So my friend Erica O’Grady wrote an inspired post the other day outlining her “Perfect Man.” It got me thinking of a few things, one being whether or not it was a good idea for me to even touch upon the Perfect Woman idea, and the other being how much freaking flack would I get if I wrote it. So I thought about it some more, and figured, screw it, its a great exercise, and its not like I’m some misogynistic pig, I only joke around about that stuff j/k. (Also I am told this is exactly what the movie the ugly truth is all about)
I do have some issues with women (or men) making these defacto lists of what their perfect mate would be, namely that people think they cannot settle for someone who doesn’t adhere to the entire list, or that they can never attain someone close to their ideal. There is no perfect man or woman people. There I said it. We set ourselves up with crazy expectations and delusions when we set these lists up as rules and not guidelines. That being said, it is great to have things to strive for, and to know what one is looking for in life. I’d argue I really don’t know what I’m looking for yet, I have some ideas, but still need more experiences to fill out how I formulate my “bucket list” of life.
All that aside, here are some of the ideal qualities I’d like to see in a woman (note the use of the word IDEAL and not PERFECT):
- Not a project – (meaning I don’t have to “fix her”)
- Independent – I don’t want their life focusing on me, or depending on me. I want to complement, but not compose their life. I want to make her life better.
- Driven – Must want to excel in life, and improve
- Intelligent/challenging – I get bored very easily and need someone who can keep up with my conversations. They need to challenge my senses, keep me on my toes intellectually, call out my bullshit when necessary.
- Cultured/worldly – I don’t mean loving the opera, I mean at least being open to diversity and new experiences
- Adventurous – Back to #4, I get bored, and need to try new things, seek out new places.
- Active – I don’t want someone who just sits around all day. I do enough of that while working.
- Passionate – This isn’t a lust thing, but passionate about something that drives them, gets their gears going up there.
- Funny – Or at least have a great sense of humor.
- Thick skinned – Life is tough, I want someone who is aware of that. She doesn’t have to be tough, just not melodramatic about trivial things
- Stable (mentally) – I’m not good at dealing with crazy. Especially when its crazy for the sake of attention only.
- Stable (financially) – She doesn’t have to be rich, just have a career trajectory in mind. Having a professional plan is all I want.
- Able to be an extrovert and an introvert too – Sometimes I’m shy and need someone to balance me out, othertimes i need someone happy to sit back as I’m the center of attention
- Willing to compete – With me, or with others in life. I don’t want someone who lacks that fire inside them
- Makes up their own opinions – I want someone who comes to their own conclusions, not what they were fed blindly as a child. Also don’t agree with everything I say, I say dumb shit on PURPOSE to gauge reactions.

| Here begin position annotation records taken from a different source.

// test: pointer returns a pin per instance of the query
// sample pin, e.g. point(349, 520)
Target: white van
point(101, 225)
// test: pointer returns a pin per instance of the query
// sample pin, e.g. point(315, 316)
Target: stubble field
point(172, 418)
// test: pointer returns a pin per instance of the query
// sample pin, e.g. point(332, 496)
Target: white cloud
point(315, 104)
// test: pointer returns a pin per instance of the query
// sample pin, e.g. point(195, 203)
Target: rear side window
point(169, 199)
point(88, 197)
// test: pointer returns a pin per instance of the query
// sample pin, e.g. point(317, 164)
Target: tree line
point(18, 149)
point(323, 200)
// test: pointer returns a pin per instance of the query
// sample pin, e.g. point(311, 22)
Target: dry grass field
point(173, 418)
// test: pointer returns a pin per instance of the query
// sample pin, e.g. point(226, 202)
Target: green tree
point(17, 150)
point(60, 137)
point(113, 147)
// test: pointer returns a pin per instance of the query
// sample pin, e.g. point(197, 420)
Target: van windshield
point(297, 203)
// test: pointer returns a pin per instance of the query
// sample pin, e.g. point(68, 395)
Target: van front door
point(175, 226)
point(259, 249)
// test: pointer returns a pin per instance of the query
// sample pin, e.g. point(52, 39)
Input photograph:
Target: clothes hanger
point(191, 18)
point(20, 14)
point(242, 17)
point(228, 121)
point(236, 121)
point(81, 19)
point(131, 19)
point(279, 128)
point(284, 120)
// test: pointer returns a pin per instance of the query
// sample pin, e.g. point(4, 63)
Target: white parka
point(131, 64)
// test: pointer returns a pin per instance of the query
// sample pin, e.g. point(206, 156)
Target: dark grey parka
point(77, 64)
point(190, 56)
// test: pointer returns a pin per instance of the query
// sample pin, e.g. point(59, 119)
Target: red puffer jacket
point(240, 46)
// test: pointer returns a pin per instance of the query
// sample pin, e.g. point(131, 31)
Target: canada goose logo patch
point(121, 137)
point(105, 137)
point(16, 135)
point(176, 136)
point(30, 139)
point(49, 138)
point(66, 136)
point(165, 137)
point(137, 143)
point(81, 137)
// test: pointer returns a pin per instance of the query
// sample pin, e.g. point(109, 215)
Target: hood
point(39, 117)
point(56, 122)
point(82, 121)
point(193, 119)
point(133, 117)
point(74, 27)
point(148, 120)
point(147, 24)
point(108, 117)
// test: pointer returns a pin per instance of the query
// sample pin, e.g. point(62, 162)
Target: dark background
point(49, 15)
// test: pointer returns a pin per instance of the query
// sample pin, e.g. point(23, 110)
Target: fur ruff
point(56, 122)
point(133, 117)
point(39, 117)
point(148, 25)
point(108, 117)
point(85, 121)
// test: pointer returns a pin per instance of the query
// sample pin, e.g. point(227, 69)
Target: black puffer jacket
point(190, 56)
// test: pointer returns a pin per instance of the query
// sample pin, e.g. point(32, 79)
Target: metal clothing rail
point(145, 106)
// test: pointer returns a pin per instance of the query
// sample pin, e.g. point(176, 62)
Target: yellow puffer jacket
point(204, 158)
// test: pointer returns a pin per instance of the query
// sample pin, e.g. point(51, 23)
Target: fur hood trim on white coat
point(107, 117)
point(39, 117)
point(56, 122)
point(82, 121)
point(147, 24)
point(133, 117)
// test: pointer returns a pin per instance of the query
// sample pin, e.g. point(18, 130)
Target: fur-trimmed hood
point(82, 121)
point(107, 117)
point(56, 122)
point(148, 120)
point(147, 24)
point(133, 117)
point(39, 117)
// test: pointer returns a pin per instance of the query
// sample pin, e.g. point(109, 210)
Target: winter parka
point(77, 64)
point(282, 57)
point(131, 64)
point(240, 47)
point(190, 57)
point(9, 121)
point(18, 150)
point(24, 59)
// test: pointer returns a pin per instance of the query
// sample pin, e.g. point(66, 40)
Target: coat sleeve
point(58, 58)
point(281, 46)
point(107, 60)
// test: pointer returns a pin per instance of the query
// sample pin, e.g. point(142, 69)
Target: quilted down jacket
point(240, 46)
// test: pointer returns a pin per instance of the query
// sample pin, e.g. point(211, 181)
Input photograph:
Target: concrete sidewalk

- Attractive – Do I really need to explain this?
So there you have it, a list of ideal qualities I’d like to see in a woman. Please take this with a grain of salt, as I firmly believe one shouldn’t go around making these lists and using them as shopping lists or grades. So what am I missing here? Should I not have put this out there?
Brian – I am so glad that you did this. Not only because I think it's brave for a man to be so candid about what he's looking for in a woman, but also because it's interesting to see what men really value. I love #2. I'd wager that at least 75% of the relationships I've seen and even participated in have been Co-Dependent at worst, and imbalanced at best. Independence and Mutual Respect are key to a healthy, balanced relationship.
I have some extra items that I will not share, but in general, I think this is an excellent list.
I really like your list. Maybe add a few things:
– Agrees with your interpretation of “in good times and in bad”…as in doesn't get jealous of you if things are going really well and doesn't abandon you when times are really tough. Conversely, someone who lets you share in their joy and sorrow rather than shut you out (and vice versa).
– Shares the same commitment philosophy because sometimes there will be lull's in the relationship but you stay in it, committed, because you're just as sure that there will be good times again too.
– AND you forgot to mention the absolutely insane 100 point scale we created over Thanksgiving break.tsss.
I second ericaogrady's sentiments – I think this is great. All of the items you list sound reasonable and are characteristics I would want in a companion.